Not everyone understands that if you receive something of value in return, you are not entitled to a charitable contribution deduction for that portion of the cost.
For example, if you purchase tickets to a theater performance to support your favorite charity, your contribution deduction is limited to the amount the price you pay for the tickets exceeds the value of the tickets.
It’s always a good idea to remind your donors of this tax principle to avoid potential problems with the IRS.
A recent Tax Court case illustrates this point (James M. Pollard v. Commissioner, TC Memo 2013-38, Feb. 6, 2013).
James Pollard purchased property with the intention of building a new home on the site. On applying for a building permit, he was informed that, because his property consisted of less than 70 acres, he would have to obtain approval from the county to increase the property’s building density.
Initially, the county staff recommended against granting Pollard’s request. After Pollard inquired whether the board might be more agreeable if he granted a conservation easement, a deal was reached.
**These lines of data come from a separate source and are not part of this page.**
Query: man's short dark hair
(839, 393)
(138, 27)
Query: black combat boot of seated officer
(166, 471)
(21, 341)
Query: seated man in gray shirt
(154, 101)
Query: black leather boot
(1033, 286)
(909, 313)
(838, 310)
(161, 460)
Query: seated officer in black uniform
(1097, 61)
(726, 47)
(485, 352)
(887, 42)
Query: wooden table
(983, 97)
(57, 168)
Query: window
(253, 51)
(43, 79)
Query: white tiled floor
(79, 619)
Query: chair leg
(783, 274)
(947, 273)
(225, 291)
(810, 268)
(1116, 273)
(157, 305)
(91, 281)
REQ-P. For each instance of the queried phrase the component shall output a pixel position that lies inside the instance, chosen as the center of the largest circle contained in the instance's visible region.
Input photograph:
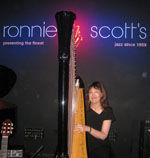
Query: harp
(70, 95)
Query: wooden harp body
(70, 96)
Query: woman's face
(95, 95)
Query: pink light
(77, 35)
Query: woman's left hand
(80, 128)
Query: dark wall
(125, 71)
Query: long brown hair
(104, 98)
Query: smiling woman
(99, 121)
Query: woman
(99, 120)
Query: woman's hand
(81, 128)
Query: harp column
(64, 20)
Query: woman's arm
(96, 133)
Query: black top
(95, 121)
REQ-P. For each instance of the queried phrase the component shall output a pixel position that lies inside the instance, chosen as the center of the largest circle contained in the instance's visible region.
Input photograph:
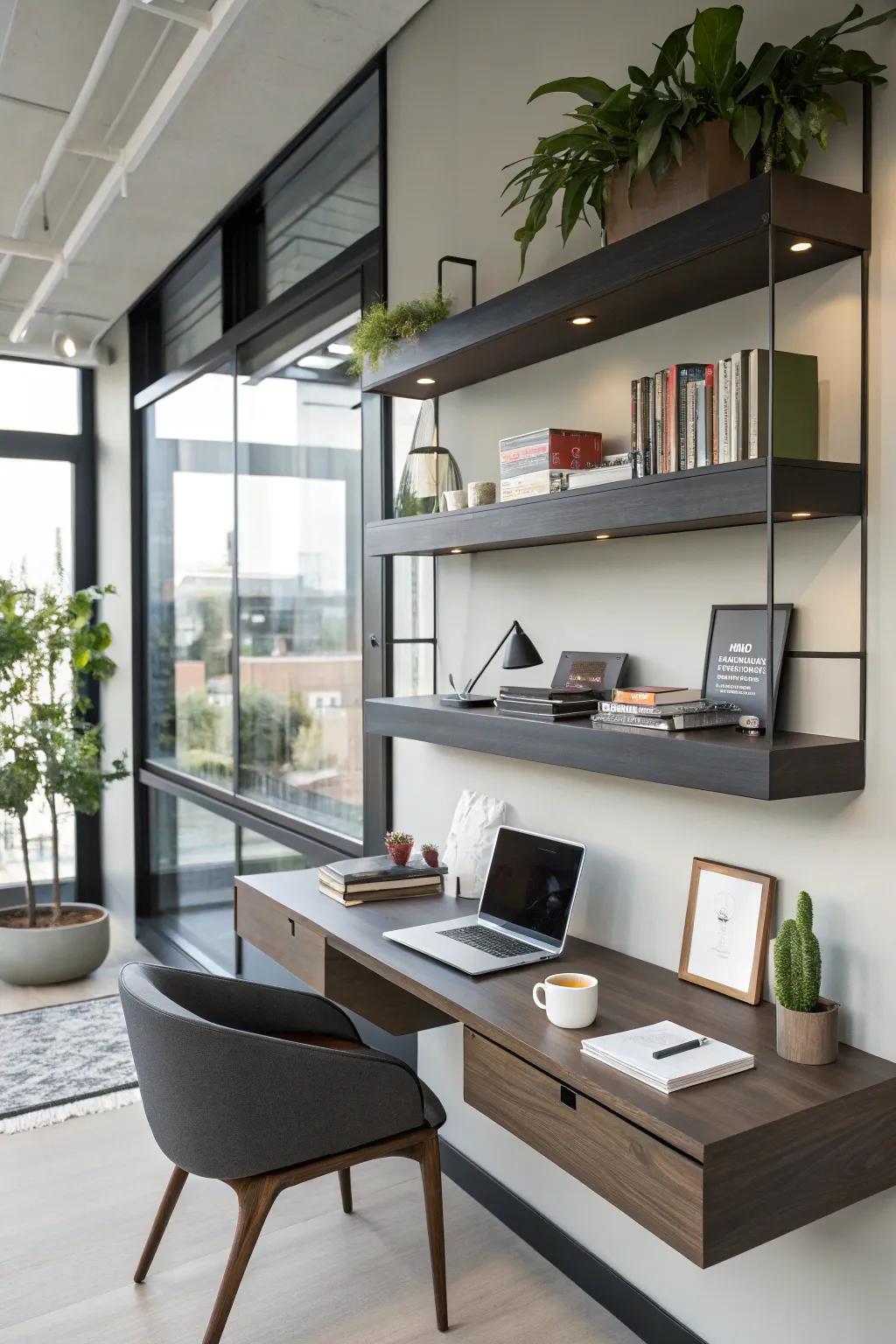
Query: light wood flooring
(78, 1199)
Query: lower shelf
(797, 765)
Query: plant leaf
(584, 87)
(745, 128)
(715, 39)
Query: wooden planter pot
(808, 1038)
(708, 167)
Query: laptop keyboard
(485, 940)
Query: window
(190, 577)
(191, 305)
(46, 509)
(326, 193)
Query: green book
(795, 405)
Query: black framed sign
(735, 666)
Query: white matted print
(727, 929)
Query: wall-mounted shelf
(712, 496)
(795, 765)
(703, 256)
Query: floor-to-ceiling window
(258, 461)
(47, 521)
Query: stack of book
(356, 880)
(546, 704)
(542, 461)
(665, 709)
(690, 416)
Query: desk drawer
(274, 930)
(657, 1186)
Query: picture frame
(727, 925)
(739, 683)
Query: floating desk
(713, 1170)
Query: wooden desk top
(699, 1121)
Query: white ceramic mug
(570, 999)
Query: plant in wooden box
(673, 137)
(52, 752)
(806, 1023)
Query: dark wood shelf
(798, 765)
(703, 256)
(732, 495)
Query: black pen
(677, 1050)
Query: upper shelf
(731, 495)
(703, 256)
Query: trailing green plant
(798, 960)
(52, 648)
(775, 107)
(382, 328)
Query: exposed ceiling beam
(160, 112)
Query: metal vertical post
(770, 496)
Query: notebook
(632, 1054)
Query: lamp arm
(501, 642)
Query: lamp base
(466, 702)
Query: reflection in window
(300, 571)
(35, 522)
(190, 573)
(39, 398)
(326, 197)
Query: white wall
(458, 80)
(113, 524)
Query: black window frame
(246, 316)
(80, 452)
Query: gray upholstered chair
(263, 1088)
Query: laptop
(524, 912)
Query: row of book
(692, 416)
(664, 709)
(354, 882)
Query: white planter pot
(50, 956)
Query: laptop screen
(531, 885)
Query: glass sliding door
(298, 507)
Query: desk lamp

The county board approved Pollard’s subdivision exemption to split his property into two parcels and granted him permission to construct a single residential family home on one of the lots. Pollard granted the county a conservation easement on each of the parcels and claimed a charitable contribution deduction.
The IRS disallowed the contribution deduction Pollard claimed for the easement on the property where he built his house. The IRS did not challenge the other conservation easement.
The Tax Court concluded that Pollard’s granting of the conservation easement was part of a quid pro quo exchange for the county’s approval of Pollard’s subdivision exemption request. Pollard did not convey the easement for the detached and disinterested motives that characterize a charitable gift. Instead, he did so to secure a personal benefit.